Temuan ini membangkitkan pertanyaan mendalam tentang apa yang sebenarnya terjadi di balik layar. Para peneliti mungkin terkejut bukan hanya pada rendahnya jumlah kursus yang peduli, tetapi pada kualitas yang sangat minim dari kursus-kursus tersebut. Ini adalah indikasi bahwa terlepas dari retorika publik yang gencar tentang pentingnya keberlanjutan, institusi pendidikan tinggi belum berhasil menerjemahkan komitmen itu menjadi kurikulum yang efektif.

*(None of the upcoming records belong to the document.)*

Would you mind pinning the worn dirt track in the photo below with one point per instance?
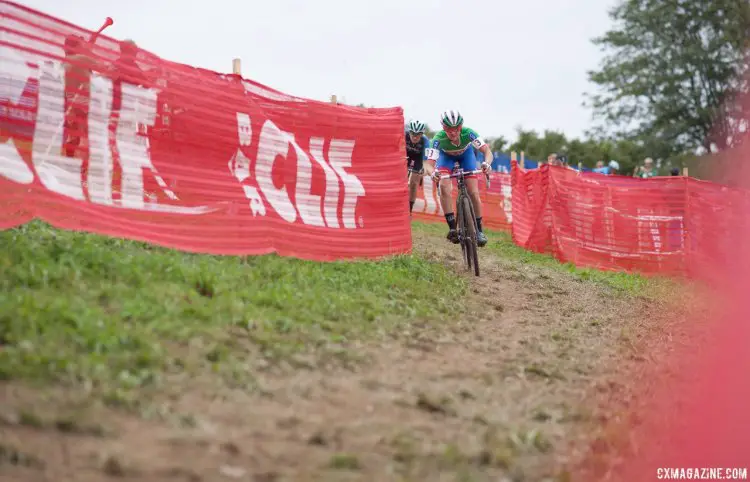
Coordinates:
(508, 393)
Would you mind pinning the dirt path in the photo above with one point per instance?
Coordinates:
(506, 394)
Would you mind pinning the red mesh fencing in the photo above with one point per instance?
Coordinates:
(662, 225)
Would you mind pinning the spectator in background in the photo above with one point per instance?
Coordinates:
(609, 170)
(647, 170)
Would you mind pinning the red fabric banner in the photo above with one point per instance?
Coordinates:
(107, 138)
(496, 202)
(664, 225)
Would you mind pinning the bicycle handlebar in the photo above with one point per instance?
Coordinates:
(462, 173)
(467, 173)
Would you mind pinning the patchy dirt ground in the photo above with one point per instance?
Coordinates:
(511, 392)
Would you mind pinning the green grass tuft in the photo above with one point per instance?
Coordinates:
(117, 314)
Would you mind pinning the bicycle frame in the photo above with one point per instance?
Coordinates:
(466, 234)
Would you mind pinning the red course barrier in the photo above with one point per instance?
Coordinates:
(108, 138)
(664, 225)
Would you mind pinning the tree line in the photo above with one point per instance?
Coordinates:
(670, 87)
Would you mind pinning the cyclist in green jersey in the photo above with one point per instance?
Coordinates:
(456, 143)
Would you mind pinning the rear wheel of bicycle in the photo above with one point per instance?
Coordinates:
(470, 233)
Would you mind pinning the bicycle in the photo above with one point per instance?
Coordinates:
(466, 223)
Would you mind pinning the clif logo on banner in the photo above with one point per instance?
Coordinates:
(121, 139)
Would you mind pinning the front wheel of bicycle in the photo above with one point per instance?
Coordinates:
(461, 231)
(470, 233)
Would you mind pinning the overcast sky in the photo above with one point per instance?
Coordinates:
(502, 63)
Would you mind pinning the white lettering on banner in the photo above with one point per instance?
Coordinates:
(273, 144)
(62, 174)
(340, 156)
(57, 173)
(13, 80)
(239, 165)
(331, 203)
(99, 178)
(307, 203)
(647, 220)
(137, 113)
(313, 209)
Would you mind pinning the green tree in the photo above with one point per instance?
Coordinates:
(671, 66)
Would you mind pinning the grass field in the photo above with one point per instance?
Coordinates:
(408, 366)
(112, 315)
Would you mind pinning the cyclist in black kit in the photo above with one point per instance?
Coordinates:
(416, 144)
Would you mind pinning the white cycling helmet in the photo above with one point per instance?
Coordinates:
(416, 127)
(451, 118)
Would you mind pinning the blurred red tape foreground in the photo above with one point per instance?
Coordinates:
(107, 138)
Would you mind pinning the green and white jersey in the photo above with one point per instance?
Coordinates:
(440, 142)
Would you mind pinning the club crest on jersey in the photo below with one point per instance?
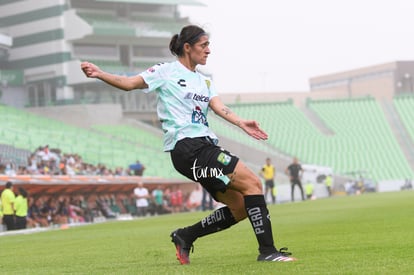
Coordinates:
(224, 158)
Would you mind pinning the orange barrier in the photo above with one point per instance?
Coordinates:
(73, 185)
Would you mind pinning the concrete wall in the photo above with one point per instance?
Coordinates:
(82, 115)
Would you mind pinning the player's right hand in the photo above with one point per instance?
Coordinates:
(90, 69)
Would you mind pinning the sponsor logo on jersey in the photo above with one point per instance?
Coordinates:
(197, 97)
(182, 83)
(224, 158)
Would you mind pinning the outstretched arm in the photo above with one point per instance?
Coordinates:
(251, 127)
(126, 83)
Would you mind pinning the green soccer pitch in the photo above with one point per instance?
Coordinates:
(366, 234)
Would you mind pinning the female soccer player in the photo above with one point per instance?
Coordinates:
(184, 97)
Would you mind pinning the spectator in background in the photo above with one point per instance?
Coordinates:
(35, 214)
(7, 202)
(141, 195)
(268, 173)
(309, 190)
(158, 198)
(294, 170)
(328, 184)
(176, 199)
(21, 207)
(137, 168)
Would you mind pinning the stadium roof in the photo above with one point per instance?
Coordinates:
(159, 2)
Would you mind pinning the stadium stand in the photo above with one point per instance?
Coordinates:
(405, 108)
(362, 141)
(113, 146)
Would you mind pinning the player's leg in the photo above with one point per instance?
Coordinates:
(244, 181)
(301, 190)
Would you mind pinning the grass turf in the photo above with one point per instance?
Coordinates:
(367, 234)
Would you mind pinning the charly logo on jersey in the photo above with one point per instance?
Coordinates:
(198, 116)
(153, 68)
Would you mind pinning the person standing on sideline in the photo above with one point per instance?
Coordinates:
(21, 207)
(268, 173)
(141, 195)
(158, 198)
(184, 98)
(294, 171)
(7, 201)
(328, 184)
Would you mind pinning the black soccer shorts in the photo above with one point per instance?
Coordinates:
(200, 160)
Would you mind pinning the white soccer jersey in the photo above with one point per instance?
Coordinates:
(183, 98)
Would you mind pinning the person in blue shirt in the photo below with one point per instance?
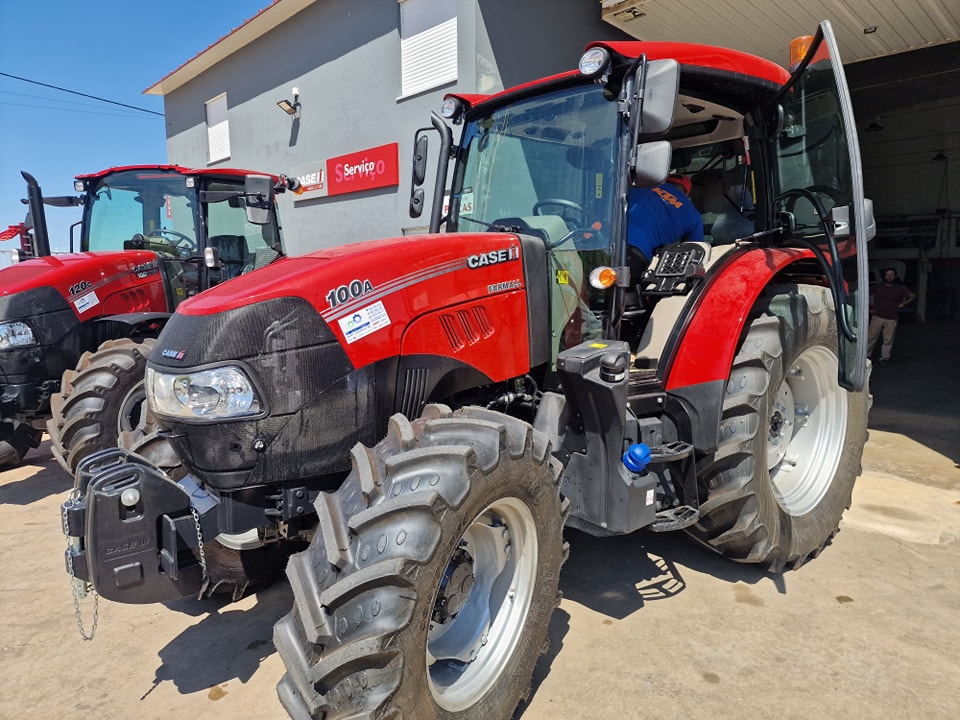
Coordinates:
(660, 215)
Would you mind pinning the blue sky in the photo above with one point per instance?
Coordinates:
(113, 49)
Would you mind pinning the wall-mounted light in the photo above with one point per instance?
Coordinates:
(291, 107)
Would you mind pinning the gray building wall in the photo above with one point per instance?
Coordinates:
(344, 57)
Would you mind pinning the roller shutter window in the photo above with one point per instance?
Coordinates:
(218, 129)
(428, 44)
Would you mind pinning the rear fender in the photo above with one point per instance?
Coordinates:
(705, 340)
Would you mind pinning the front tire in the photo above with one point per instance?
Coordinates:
(101, 398)
(429, 585)
(790, 439)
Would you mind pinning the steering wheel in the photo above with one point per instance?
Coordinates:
(578, 222)
(183, 241)
(584, 238)
(811, 194)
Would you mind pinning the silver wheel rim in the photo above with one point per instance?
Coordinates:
(481, 606)
(806, 431)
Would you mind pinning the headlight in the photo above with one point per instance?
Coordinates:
(16, 334)
(222, 392)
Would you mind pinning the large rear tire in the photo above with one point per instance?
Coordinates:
(790, 439)
(101, 398)
(429, 585)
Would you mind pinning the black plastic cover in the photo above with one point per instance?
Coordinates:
(317, 406)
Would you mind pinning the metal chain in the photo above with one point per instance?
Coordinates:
(203, 557)
(75, 583)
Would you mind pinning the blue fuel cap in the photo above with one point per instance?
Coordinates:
(637, 457)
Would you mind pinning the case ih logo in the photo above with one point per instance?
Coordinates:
(493, 257)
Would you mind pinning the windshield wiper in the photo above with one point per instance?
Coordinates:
(497, 227)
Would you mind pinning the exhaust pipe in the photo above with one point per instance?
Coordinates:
(41, 240)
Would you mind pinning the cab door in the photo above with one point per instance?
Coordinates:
(818, 188)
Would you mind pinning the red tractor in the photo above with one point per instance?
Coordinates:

Kesenjangan ini berdampak pada berbagai pihak:

  • Mahasiswa: Mereka memasuki pasar kerja dengan kesenjangan pengetahuan yang kritis. Tuntutan industri untuk desainer yang kompeten dalam keberlanjutan semakin meningkat, tetapi para lulusan tidak memiliki bekal yang memadai untuk memenuhi permintaan tersebut.1
  • Industri: Perusahaan kehilangan potensi inovasi dan terobosan produk yang dapat mengurangi dampak lingkungan karena kurangnya talenta desainer yang terlatih dalam keberlanjutan. Ini menghambat kemampuan mereka untuk merespons pasar yang semakin menuntut produk ramah lingkungan.
  • Masyarakat Luas: Kemajuan menuju target iklim dan keberlanjutan global menjadi terhambat karena profesi kunci yang bertanggung jawab untuk inovasi tidak memiliki bekal yang tepat untuk memimpin perubahan.1

Situasi ini semakin rumit oleh beberapa faktor eksternal yang disoroti dalam penelitian. Pertama, peran pemerintah. Meskipun kebijakan seperti EA2025 dan insentif pajak berupaya mendorong industri untuk lebih berkelanjutan, legislasi yang ada seringkali terlalu umum, kuno, dan lambat untuk mengikuti kecepatan perkembangan teknologi.1 Pemerintah Inggris sendiri mengakui bahwa "perubahan legislasi bisa lambat, sementara kecepatan perkembangan teknologi atau bukti baru tentang kerusakan lingkungan mungkin memerlukan tindakan cepat".1

Sebuah kesenjangan kebijakan yang lebih serius juga teridentifikasi: pemerintah berfokus pada pendidikan keberlanjutan di tingkat K-12 (usia 5-15 tahun), tetapi tidak memberikan mandat serupa di pendidikan tinggi.1 Ini menciptakan kegagalan sistematis dalam "estafet" pendidikan keberlanjutan. Sementara generasi muda dididik untuk peduli, institusi yang seharusnya melatih mereka untuk bertindak justru tertinggal. Selain itu, ada tantangan internal lain, seperti keengganan sebagian pendidik untuk mengubah konten mata kuliah mereka atau keterbatasan pengetahuan mereka sendiri tentang keberlanjutan. Mahasiswa juga kesulitan belajar dalam konteks hipotetis, yang menunjukkan kebutuhan mendesak untuk pembelajaran berbasis kasus nyata, proyek studio, dan kolaborasi dengan industri.

 

Sebuah Peta Jalan Menuju Pendidikan yang "Kuat" dan Berdampak

Sebagai respons terhadap tantangan ini, penelitian ini mengusulkan sebuah Model Kerangka Kerja Pendidikan Berkelanjutan yang dirancang untuk membantu kursus desain pascasarjana bertransisi dari level "lemah" atau "sangat lemah" menjadi level "kuat".1 Model ini memvisualisasikan perjalanan akademis sebagai sebuah roda yang terus berputar, menekankan siklus pembelajaran berkelanjutan dan perbaikan konstan.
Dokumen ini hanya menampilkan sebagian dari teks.